New plot methods for `check_outliers` (?) #262

rempsyc · 2023-01-20T20:18:14Z

This is regarding the check_outliers() paper for the journal Mathematics (easystats/performance#544). I wonder if we should add new plot methods to include in the article submission (deadline is Feb 23). I explain in detail below.

Model-based outliers

For model-based outliers, see has an awesome plotting method:

library(performance)
library(see)

data <- rbind(mtcars[1:4], 42, 55)
model <- lm(disp ~ mpg * hp, data = data)
x <- check_outliers(model, method = "cook")
plot(x)

^{Created on 2023-01-20 with reprex v2.0.2}

Multiple methods

For multiple methods, we have no choice but to standardize the distance scores if we want to plot them on the same scale so I think the current solution is pretty satisfying.

library(performance)
library(see)

data <- rbind(mtcars[1:4], 42, 55)
model <- lm(disp ~ mpg * hp, data = data)
x <- check_outliers(data, method = c("zscore_robust", "iqr", "mcd", "lof"))
plot(x)

^{Created on 2023-01-20 with reprex v2.0.2}

Multivariate methods

For a single multivariate method, I think it is ok-ish. Could be a lot of work to do a custom plotting method for each multivariate method so I think this is fine. But the x-axis is hard to read since the numbers overlap (so imagine with big data sets).

library(performance)
library(see)

data <- rbind(mtcars[1:4], 42, 55)
model <- lm(disp ~ mpg * hp, data = data)
x <- check_outliers(data, method = "mcd")
plot(x)

^{Created on 2023-01-20 with reprex v2.0.2}

For the Mahalanobis method specifically, one colleague believes their own custom plot is more useful (and would be happy to see it implemented within easystats):

data <- rbind(mtcars[1:4], 42, 55)
data <- cbind(car = row.names(data), data)

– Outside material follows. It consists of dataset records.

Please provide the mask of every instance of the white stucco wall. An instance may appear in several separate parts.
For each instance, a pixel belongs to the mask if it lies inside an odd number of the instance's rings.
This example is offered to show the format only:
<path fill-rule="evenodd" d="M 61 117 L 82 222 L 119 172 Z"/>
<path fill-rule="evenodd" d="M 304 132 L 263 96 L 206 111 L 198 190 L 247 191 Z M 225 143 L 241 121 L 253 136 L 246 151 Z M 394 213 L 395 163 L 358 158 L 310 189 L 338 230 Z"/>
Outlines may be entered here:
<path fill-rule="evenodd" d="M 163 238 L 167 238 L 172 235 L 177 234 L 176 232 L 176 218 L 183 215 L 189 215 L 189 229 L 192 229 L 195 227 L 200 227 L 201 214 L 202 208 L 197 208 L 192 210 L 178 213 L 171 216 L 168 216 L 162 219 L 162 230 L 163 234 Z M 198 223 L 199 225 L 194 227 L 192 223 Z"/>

mahaout <- function (dataset, vars, idvar) {
  maha <- as.data.frame(na.omit(dataset[, c(idvar, vars)]))
  maha$values <- mahalanobis(na.omit(dataset[, vars]),
                             colMeans(na.omit(dataset[,vars]), na.rm=T),
                             cov(na.omit(dataset[, vars]), use = "p"))
  crit <- qchisq(0.999, df = ncol(dataset[, vars]))
  plot(sort(maha$values),
       xlab = "Observations", ylab = "Mahalanobis values")
  abline(h = crit, col = "darkred")
  outliers <- maha[which(maha$values > crit), idvar]
  return(outliers)
}

mahaout(data, vars = names(data[-1]), idvar="car")

#> [1] "34"

^{Created on 2023-01-20 with reprex v2.0.2}

Should we have something like that for method = mahalanobis and similar ones? The guiding principle could be: plotting distance of individual observations + line at chosen threshold. If we do this it might not be that much work since the actual distances and thresholds are already accessible as attributes, so it would make for very consistent plotting.

Lakens's Method

Edit: forgot to add this other example: Alternatively, we have the plot outlier method from the Daniel Lakens's outliers paper (Leys et al. (2019)).

library(Routliers)

data <- rbind(mtcars[1:4], 42, 55)
res <- outliers_mcd(x = data)
plot_outliers_mcd(res, x = data)

^{Created on 2023-01-20 with reprex v2.0.2}

Univariate methods

Let me give you another example of mine for univariate outliers. Currently, we have the same boring plot for method = zscore_robust for instance.

library(performance)
library(see)

data <- rbind(mtcars[1:4], 42, 55)
x <- check_outliers(data, method = "zscore_robust")
plot(x)

^{Created on 2023-01-20 with reprex v2.0.2}

But I was imagining that perhaps it would be useful to use something like this for zscores:

library(rempsyc)

data <- rbind(mtcars[1:4], 42, 55)
plot_outliers(data, response = "mpg", method = "sd", criteria = 3)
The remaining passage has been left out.